Rasa terenyuh itu membungkus jiwaku yang amat egois ini. Aku
tahu, jangankan aku makhluk yang tidak tahu apa-apa ini. Mungkin saja kalian juga
ingin mendapatkan kehidupan yang sama seperti tangga sebelah. Orang tua mana yang
tidak menginginkan surga demi anaknya? Bahkan saking berharapnya, ia merelakan kehidupannya
di dunia ini penuh akan neraka. Katanya, “Biarlah saya yang menderita, yang penting
anak saya bisa bahagia”. Namun, Tuhan yang lebih tahu segalanya. Keinginan setiap
kesatria tanpa kuda dan malaikat tanpa sayap itu diwujudkan-Nya dalam bentuk yang
berbeda-beda. Tetua bilang, “Engkau tak boleh iri, sebab rezeki telah dibagi.”

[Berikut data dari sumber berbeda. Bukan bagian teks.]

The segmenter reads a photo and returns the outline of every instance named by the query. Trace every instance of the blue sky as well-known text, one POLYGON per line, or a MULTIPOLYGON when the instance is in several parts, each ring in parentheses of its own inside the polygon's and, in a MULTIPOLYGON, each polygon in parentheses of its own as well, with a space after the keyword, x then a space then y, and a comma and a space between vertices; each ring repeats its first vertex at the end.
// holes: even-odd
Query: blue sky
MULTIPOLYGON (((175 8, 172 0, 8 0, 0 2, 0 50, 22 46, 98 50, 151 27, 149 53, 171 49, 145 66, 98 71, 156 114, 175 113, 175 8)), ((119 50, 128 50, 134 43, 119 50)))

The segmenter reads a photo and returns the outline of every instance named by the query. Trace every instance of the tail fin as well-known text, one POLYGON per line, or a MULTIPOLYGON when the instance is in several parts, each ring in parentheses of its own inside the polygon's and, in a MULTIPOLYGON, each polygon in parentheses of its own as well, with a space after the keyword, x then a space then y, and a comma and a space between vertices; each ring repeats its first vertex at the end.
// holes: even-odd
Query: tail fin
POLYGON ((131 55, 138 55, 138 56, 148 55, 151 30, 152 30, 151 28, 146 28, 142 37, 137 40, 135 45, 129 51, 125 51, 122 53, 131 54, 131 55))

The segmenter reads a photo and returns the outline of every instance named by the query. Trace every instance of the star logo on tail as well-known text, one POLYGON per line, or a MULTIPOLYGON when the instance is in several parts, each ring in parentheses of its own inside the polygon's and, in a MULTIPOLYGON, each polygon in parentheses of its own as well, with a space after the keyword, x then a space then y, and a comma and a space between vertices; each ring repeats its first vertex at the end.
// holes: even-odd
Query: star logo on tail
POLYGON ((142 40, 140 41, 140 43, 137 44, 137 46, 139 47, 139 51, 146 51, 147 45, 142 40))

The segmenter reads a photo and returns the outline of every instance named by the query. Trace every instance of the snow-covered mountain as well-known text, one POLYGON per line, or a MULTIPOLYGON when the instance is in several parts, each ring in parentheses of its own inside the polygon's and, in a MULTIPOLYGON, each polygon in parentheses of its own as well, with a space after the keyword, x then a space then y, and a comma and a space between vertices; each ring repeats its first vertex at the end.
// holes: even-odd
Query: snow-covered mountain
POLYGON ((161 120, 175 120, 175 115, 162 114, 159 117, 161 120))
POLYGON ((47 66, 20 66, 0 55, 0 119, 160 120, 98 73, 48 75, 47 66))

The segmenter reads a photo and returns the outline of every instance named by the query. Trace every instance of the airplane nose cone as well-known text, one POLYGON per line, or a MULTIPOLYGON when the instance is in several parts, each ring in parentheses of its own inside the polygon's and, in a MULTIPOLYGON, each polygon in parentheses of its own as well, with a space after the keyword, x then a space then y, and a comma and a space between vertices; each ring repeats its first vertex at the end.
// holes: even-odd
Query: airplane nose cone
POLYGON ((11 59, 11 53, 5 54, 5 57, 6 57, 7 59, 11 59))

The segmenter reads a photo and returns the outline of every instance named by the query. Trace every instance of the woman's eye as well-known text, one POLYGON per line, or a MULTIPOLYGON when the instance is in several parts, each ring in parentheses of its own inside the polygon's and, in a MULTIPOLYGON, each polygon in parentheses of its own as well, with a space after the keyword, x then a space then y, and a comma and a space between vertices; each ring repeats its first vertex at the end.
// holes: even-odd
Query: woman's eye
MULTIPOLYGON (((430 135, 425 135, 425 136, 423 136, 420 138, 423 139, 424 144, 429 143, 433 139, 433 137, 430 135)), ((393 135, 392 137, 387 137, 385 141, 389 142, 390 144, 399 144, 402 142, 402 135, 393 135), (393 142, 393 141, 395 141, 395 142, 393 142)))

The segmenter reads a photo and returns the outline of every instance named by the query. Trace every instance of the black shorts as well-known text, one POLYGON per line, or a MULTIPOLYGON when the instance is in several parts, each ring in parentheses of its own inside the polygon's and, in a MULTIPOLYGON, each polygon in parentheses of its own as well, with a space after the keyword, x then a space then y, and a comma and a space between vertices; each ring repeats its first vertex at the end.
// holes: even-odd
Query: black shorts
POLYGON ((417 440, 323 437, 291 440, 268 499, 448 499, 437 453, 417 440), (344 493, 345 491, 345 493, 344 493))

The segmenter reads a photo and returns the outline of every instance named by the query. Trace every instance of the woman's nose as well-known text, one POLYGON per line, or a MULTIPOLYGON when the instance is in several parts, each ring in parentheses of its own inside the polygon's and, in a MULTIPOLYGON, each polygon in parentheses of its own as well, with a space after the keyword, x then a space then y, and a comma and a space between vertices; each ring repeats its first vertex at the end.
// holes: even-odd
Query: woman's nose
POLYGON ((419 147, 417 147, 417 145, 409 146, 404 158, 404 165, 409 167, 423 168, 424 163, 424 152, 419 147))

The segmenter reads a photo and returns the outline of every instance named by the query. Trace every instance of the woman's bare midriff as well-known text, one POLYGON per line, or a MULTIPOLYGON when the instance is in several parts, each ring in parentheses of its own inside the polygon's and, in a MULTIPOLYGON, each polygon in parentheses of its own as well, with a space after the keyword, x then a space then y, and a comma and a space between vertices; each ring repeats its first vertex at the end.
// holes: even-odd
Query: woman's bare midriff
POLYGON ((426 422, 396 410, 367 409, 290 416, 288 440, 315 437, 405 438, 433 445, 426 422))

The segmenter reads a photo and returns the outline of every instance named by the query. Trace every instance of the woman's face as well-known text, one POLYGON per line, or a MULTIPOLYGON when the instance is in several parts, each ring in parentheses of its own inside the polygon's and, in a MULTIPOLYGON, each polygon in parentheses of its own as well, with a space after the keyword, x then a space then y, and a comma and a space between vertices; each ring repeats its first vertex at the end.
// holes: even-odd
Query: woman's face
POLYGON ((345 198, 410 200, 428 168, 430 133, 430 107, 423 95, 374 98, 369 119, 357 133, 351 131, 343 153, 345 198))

Aku tak sanggup menyembunyikan rasa sedu ini di hadapan mereka
berdua. Tanpa kuminta, kedua mataku ini sudah digenangi oleh air mata. Aku mengerti,
bahwasanya mereka memang tidak selalu ada di saat kumau, tapi mereka selalu ada
di saat kubutuh.
Lalu, aku berbisik kepada mereka berdua. Menuturkan perkataan
supaya mampu menyejukkan hati mereka. Mengungkapkan bahwasanya kejerihan dan kepayahan
yang telah mereka lakukan selama ini telah mengantarkanku sampai di gedung ini.
Mungkin iya, mereka tak lagi menemaniku berjuang di gedung ini. Namun, doa mereka
yang jauh sudah cukup membuatku bertahan di sini.